After surviving the shale gale, the aborted northern pipeline race and the 2008-2009 recession, the vision of Arctic wealth awaiting drilling beneath Canadian waters of the Beaufort Sea is also outlasting the current natural gas and oil price slump.

Ron Wallace, a National Energy Board (NEB) member, told an annual winter northern industry symposium in Calgary that the agency will be ready to embark by fall on the first scheduled step toward deepwater drilling offshore of the Mackenzie Delta.

“Despite a number of projects in the Arctic being delayed or ”put on ice,’ the NEB continues to work to ensure we are prepared,” Wallace said. “It is worth noting” that not all the Canadian industry has frozen long-range northern plans, he added.

Chevron Corp. suspended Beaufort drilling proposals. But a partnership of Imperial Oil Ltd., its 70% owner Exxon Mobil and BP is so far sticking to a schedule that calls for an initial application to be filed with the NEB in September or October.

The first step would be a technical exercise in engineering, safety precautions and risk management. New, as-yet untested NEB standards enable Arctic gas and oil hunters to devise substitutes for a former ironclad requirement: same-season relief well capability.

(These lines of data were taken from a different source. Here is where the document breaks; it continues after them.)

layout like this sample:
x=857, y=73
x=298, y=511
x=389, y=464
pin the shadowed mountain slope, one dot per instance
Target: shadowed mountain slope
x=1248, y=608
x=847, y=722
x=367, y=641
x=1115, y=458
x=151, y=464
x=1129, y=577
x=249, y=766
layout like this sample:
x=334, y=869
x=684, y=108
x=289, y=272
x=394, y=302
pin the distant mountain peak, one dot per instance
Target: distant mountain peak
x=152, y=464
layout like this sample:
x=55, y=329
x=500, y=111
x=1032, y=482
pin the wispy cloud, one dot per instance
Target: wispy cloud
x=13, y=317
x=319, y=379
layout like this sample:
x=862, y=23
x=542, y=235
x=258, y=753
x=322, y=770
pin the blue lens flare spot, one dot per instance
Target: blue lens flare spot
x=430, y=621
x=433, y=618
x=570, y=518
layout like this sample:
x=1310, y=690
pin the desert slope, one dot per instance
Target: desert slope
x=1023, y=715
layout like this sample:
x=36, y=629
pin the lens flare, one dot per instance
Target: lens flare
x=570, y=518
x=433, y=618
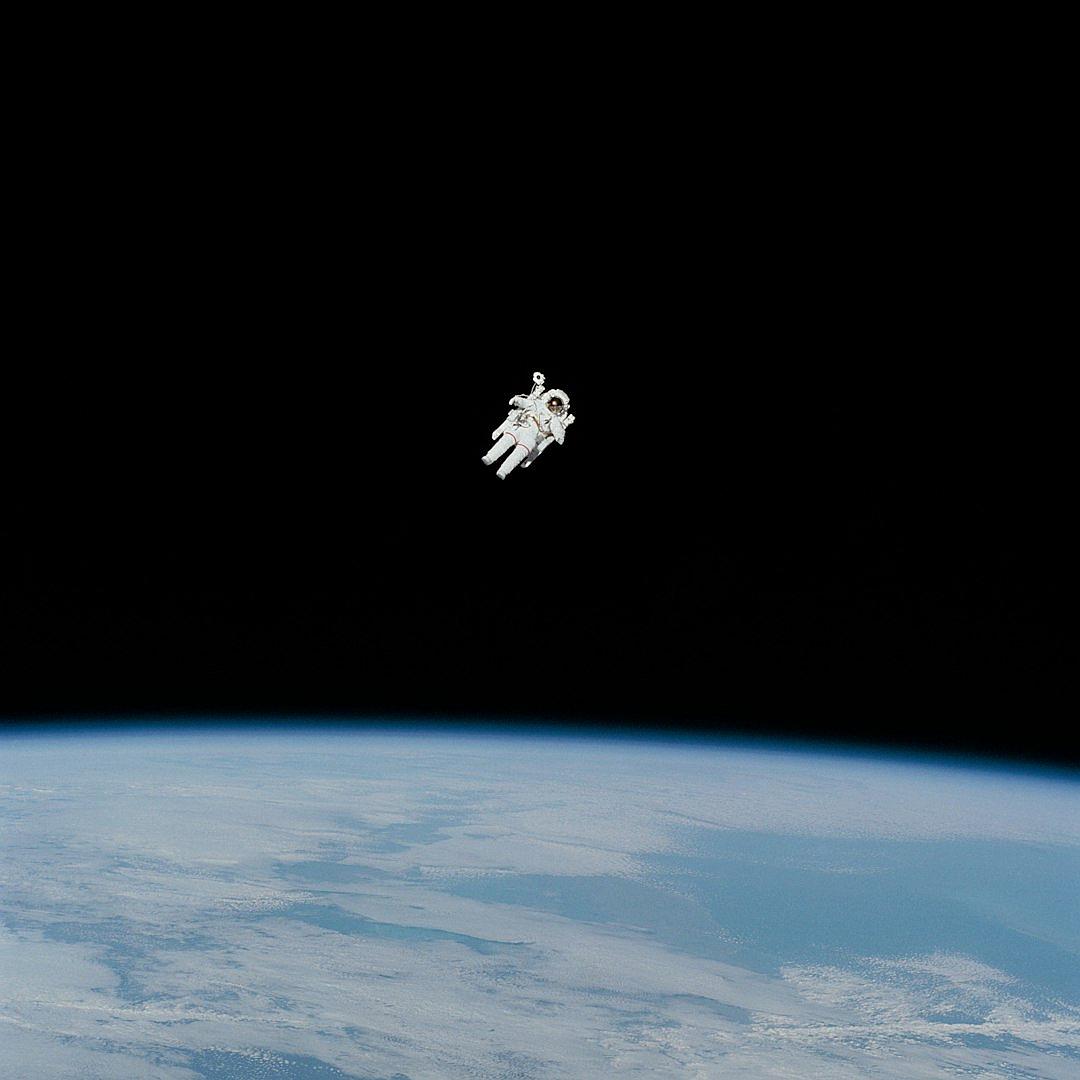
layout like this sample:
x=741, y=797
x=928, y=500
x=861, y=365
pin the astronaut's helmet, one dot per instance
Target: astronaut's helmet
x=556, y=401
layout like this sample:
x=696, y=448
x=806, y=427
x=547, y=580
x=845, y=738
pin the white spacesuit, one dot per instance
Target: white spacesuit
x=531, y=426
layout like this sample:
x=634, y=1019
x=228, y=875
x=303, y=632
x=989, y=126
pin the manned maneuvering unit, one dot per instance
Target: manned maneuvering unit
x=532, y=424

The old rules stipulated that Beaufort programs had to guarantee a second well could be completed during the brief northern summer open-water work season to siphon off any gas or oil blowout from exploration drilling.

The new standard accepts industry submissions that the relief well guarantee was impossible and lets companies devise equivalent combinations of equipment and procedures. The rule change followed a public inquiry into Arctic operations that took into account lessons of the 2010 BP Macondo well blowout in the Gulf of Mexico.

A 455-page project description by Imperial calls for the next Arctic exploration era to start at an offshore site called Ajurak, 125 kilometers (75 miles) northwest of Tuktoyaktuk, where the Beaufort is up to 1,500 meters (4,920 feet) deep.

In the deepwater target area, air temperatures average 10 degrees C (50 degrees F) during the warm months of the 24-hour midnight sun. The Beaufort heats up just enough to break up and thin out the Arctic ice pack.

But winters feature long spells of darkness at noon and severe storms, with the temperature averaging a bone chilling minus 27 degrees C (minus 17 degrees F). Seawater congeals into mobile floes of variable thickness formed by complex interactions of winds, currents and waves. Even mighty icebreaker ships can be overwhelmed and stuck or forced off safety standby stations.

A 2020 target date has been set for the first deepwater Beaufort exploration well. But the commitment is not firm. The oil and gas companies have yet even to venture a guess when production might begin if they strike it rich. Nor have any disclosures been made about the size and nature of the deepwater Arctic geological quarry.

The only other active northern Canadian exploration program, a land expedition into the central Mackenzie Valley, has been placed in limbo. After completing two trial horizontal wells with hydraulic fracturing into the oil-bearing Canol Shale formation near Norman Wells, ConocoPhillips Canada has halted drilling without setting a date to resume work.

An application has been made for a Canol “significant discovery license.” If granted, the permit lets the company retain its rights indefinitely, until market conditions are ripe for a production development. The procedure also enables northern gas and oil explorers to avoid attracting rivals by keeping details of the find secret.

Northern Canadian economic boosters continue a long tradition of portraying the Arctic as an untapped supply of future natural resource wealth on a giant scale. Visions of a northern pipeline, which date back to the 1960s, also persist. Northwest Territories Premier Robert McLeod is canvassing his southern Canadian counterparts, as well as industry, for support for a northbound “Arctic gateway” pipeline to carry Alberta oil and liquids production to a Beaufort tanker terminal, as an alternative to proposed routes across British Columbia to the Pacific Coast, which have run into stiff environmental and native resistance.

The NEB recognizes Arctic development possibilities by keeping open remote offices in the territorial capital of Yellowknife and in the chief town of the Mackenzie Delta, Inuvik. Board Chairman Peter Watson has embarked on periodic tours of the region for consultations with political, civic, aboriginal and territorial regulatory leaders.